M/s Ganapathy & Co vs. CIT (Supreme Court) dated 18/1/16

S. 256: While findings of fact found by the Tribunal are final and the High Court cannot reappraise the same, the High Court can take note of facts on record which are lost sight of by the Tribunal and also construe certain facts to be of significance as against the different view of the Tribunal

(i) It is well settled that issues of fact determined by the Tribunal are final and the High Court in exercise of its reference jurisdiction should not act as an appellate Court to review such findings of fact arrived at by the Tribunal by a process of reappreciation and reappraisal of the evidence on record. The aforesaid position in law has been consistently laid down by this Court in several of its pronouncements out of which, illustratively, reference may be made to Karnani Properties Ltd. Vs. Commissioner of Income-Tax, West Bengal [82 ITR 547], Rameshwar Prasad Bagla vs. Commissioner of Income-Tax, U.P. [87 ITR 421], Commissioner of Income-Tax, Bombay City vs. Greaves Cotton and Co. Ltd. [68 ITR 200] and K. Ravindranathan Nair vs. Commissioner of Income-Tax [247 ITR 178].

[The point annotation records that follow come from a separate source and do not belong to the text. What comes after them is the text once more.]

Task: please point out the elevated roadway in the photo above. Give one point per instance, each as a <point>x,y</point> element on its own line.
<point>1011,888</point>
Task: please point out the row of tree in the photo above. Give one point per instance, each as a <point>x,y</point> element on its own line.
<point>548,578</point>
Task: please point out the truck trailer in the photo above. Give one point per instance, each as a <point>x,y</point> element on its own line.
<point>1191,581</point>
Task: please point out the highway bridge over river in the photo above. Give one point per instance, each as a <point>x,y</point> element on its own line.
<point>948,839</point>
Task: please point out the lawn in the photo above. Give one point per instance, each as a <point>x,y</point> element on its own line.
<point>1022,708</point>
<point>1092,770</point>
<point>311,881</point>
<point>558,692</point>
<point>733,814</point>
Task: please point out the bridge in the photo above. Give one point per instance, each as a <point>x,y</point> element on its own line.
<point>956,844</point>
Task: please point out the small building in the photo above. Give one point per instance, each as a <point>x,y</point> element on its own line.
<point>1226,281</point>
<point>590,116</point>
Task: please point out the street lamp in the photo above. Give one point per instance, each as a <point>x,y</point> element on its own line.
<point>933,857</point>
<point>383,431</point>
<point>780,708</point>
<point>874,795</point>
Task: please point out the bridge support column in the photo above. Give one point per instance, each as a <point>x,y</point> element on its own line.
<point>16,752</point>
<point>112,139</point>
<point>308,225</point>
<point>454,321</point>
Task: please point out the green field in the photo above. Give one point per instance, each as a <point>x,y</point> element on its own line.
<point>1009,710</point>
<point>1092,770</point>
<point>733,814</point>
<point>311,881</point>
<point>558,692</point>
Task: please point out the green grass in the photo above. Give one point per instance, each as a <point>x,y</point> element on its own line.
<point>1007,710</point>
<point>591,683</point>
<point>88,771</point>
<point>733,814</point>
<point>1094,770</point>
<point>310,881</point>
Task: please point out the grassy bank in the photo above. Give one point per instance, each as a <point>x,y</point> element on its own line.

(ii) The legal position in this regard may be summed up by reiterating that it is the Tribunal which is the final fact finding authority and it is beyond the power of the High Court in the exercise of its reference jurisdiction to reconsider such findings on a reappraisal of the evidence and materials on record unless a specific question with regard to an issue of fact being opposed to the weight of the materials on record is raised in the reference before the High Court.

(iii) Having reiterated the above position in law we do not see how the same can be said to have been transgressed by the impugned order of the High Court. Each relevant fact considered by the High Court to answer the questions referred to it on the claim(s) of deduction raised by the appellant – assesee are acknowledged, admitted and undisputed facts. No fresh determination of facts found by the Tribunal have been made by the High Court. What, however, the High Court did was to take into account certain additional facts, already on record, which were however not taken note of by the Tribunal to arrive at its findings, e.g., that the appellant – assessee had failed to furnish any proof of service rendered by UTC in the course of the relevant Assessment Year i.e. 1984-1985. Alternatively, the High Court construed certain facts as, for example, compliance of the conditions subject to which registration was granted to the Aparna Ashram under Section 35(2A) of the Act to be of significance as against the contrary/different view of the learned Tribunal on this score. There was no departure from the basic facts found by the learned Tribunal in the two illustrative situations cited above, namely, that (i) the assessee had not adduced any proof of service rendered by UTC in the Assessment Year 1984-1985; (ii) that Aparna Ashram had not complied with the conditions subject to which registration had been granted to it under Section 35(2A) of the Act.

(iv) The difference in the approach between the Tribunal and the High Court, therefore, is not one relating to determination of new or additional facts but was merely one of emphasis on facts on which there is no dispute. This is surely an exercise that was within the jurisdiction of the High Court in the exercise of its reference power under the provisions of the Act as it then existed.